Why do lakers target perch in the "walleye sections" of a lake? After all, perch are scaly and spiny whereas smelt, ciscoes, and whitefish are soft rayed. Those silvery pelagic species also are coldwater species, meaning they're at their peak in being able to flee. Plus, they tend to roam the water column in herds, making it difficult for lake trout to ambush them. That again is why the big predators use the underside of the ice to conceal themselves.

Easy Perch Pickings

Yellow perch, on the other hand, are cool- to warmwater fish whose metabolism slows in the winter. And they have lousy low-light eyesight, causing them to lie on the bottom of structures at night. Talk about easy pickings for lake trout. Yellow perch may not be the most preferred forage, but they're often one of the most plentiful. And they require a minimum expenditure of energy for trout to fill their stomachs.

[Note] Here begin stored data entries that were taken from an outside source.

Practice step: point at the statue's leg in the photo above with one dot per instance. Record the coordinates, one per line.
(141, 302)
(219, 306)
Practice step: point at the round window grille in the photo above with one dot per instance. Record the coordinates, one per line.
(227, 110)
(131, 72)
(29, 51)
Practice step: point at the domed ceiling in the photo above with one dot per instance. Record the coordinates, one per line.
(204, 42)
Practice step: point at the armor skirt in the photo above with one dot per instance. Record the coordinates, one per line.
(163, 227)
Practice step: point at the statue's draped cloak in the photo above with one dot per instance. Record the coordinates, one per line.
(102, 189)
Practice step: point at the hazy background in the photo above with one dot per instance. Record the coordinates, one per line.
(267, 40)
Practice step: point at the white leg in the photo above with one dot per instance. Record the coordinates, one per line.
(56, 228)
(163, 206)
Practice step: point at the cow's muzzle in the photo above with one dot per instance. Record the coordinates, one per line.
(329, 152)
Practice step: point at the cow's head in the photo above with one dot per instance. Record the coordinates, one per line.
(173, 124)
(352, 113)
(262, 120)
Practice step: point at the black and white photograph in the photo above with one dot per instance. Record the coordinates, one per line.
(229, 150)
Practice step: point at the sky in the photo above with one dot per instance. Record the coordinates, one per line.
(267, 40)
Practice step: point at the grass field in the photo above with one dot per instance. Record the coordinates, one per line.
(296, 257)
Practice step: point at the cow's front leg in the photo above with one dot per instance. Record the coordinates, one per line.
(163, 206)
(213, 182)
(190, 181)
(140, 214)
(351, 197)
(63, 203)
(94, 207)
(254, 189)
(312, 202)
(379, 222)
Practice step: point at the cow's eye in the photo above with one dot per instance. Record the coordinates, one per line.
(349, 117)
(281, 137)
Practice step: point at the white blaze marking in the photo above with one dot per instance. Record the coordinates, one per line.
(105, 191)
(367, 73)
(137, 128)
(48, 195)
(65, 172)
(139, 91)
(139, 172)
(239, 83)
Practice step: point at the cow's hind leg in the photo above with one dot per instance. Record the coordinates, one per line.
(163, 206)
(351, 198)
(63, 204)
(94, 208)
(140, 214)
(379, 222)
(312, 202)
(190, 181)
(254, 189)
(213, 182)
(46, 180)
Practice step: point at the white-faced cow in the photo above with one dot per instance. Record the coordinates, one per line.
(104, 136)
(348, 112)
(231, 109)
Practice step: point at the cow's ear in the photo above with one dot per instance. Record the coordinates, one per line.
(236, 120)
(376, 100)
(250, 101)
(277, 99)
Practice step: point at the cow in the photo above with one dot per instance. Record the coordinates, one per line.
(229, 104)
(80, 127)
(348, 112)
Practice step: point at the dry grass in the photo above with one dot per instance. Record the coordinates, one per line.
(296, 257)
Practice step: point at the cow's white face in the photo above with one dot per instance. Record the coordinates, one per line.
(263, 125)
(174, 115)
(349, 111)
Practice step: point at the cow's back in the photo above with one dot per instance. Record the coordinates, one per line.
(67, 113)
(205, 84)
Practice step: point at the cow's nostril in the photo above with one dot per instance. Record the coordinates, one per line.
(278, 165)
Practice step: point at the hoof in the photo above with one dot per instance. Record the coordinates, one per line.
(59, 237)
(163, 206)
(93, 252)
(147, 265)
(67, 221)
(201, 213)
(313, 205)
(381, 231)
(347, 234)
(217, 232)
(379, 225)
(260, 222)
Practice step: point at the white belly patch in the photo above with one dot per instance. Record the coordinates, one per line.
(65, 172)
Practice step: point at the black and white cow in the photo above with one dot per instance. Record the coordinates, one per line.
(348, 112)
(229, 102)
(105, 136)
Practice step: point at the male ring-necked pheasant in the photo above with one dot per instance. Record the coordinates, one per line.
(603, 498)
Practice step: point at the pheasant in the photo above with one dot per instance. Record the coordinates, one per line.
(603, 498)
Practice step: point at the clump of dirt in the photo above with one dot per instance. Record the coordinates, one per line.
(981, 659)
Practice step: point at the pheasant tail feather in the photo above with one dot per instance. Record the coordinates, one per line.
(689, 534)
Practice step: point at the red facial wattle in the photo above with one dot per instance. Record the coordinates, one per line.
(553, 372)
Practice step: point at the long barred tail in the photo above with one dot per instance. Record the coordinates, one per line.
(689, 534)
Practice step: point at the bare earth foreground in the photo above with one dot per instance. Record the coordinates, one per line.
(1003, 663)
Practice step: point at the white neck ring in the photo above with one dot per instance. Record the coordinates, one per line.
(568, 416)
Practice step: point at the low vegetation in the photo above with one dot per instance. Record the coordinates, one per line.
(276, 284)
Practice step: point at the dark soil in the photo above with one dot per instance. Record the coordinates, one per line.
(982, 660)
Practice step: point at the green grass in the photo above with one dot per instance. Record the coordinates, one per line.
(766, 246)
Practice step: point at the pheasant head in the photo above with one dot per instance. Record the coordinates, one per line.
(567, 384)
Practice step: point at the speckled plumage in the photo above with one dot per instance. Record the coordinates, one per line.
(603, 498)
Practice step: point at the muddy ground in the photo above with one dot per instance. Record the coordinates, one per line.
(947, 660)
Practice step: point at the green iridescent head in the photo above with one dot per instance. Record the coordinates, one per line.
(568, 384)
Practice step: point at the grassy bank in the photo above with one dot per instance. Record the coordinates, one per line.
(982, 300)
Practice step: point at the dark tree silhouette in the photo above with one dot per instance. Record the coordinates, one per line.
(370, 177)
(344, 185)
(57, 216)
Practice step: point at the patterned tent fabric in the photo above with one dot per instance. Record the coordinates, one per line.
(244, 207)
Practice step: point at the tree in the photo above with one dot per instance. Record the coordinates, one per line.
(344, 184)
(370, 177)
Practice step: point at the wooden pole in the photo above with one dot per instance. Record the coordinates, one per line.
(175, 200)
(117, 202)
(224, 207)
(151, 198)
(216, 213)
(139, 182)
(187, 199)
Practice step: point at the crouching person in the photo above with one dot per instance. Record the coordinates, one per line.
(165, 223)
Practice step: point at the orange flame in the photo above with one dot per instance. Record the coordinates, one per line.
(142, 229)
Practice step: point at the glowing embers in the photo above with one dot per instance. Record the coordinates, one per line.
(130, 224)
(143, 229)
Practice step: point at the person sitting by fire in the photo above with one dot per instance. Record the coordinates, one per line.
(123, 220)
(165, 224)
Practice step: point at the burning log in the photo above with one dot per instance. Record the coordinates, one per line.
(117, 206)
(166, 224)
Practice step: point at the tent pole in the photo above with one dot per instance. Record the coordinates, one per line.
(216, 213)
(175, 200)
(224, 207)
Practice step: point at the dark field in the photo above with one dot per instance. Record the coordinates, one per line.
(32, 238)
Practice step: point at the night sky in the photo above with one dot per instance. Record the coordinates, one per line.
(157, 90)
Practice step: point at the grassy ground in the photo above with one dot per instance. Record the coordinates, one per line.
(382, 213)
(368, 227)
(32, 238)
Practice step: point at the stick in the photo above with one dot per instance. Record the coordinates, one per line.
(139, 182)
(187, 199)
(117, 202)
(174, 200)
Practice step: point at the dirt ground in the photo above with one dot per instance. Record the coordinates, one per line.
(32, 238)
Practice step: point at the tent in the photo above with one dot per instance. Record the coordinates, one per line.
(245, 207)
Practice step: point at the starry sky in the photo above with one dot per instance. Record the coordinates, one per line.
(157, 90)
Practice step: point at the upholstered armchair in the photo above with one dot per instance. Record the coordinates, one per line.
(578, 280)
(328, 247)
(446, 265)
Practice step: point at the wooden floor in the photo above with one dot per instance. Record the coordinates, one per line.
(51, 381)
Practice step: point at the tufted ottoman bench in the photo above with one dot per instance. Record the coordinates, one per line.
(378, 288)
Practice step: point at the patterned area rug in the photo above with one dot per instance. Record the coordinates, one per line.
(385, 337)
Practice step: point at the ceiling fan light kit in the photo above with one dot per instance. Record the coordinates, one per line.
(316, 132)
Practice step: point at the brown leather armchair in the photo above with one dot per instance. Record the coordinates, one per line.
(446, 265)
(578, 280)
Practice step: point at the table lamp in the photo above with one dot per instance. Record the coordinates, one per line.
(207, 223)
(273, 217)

The heart of this story is that the Cold Water Period is prime time for lake trout in the same way that the Summer Peak can be for walleyes, bass, pike, perch, and muskies. It's not a matter of any one winter pattern being better or worse, either from a location or presentation perspective, but rather that many patterns exist, and the best are at times the ones ignored or overlooked by most anglers.

So, throw the window wide open this winter to discover lake trout locations and presentations that have always existed, but have been missed by most anglers in our attempt to simplify things and pigeonhole the fish into just one predictable pattern.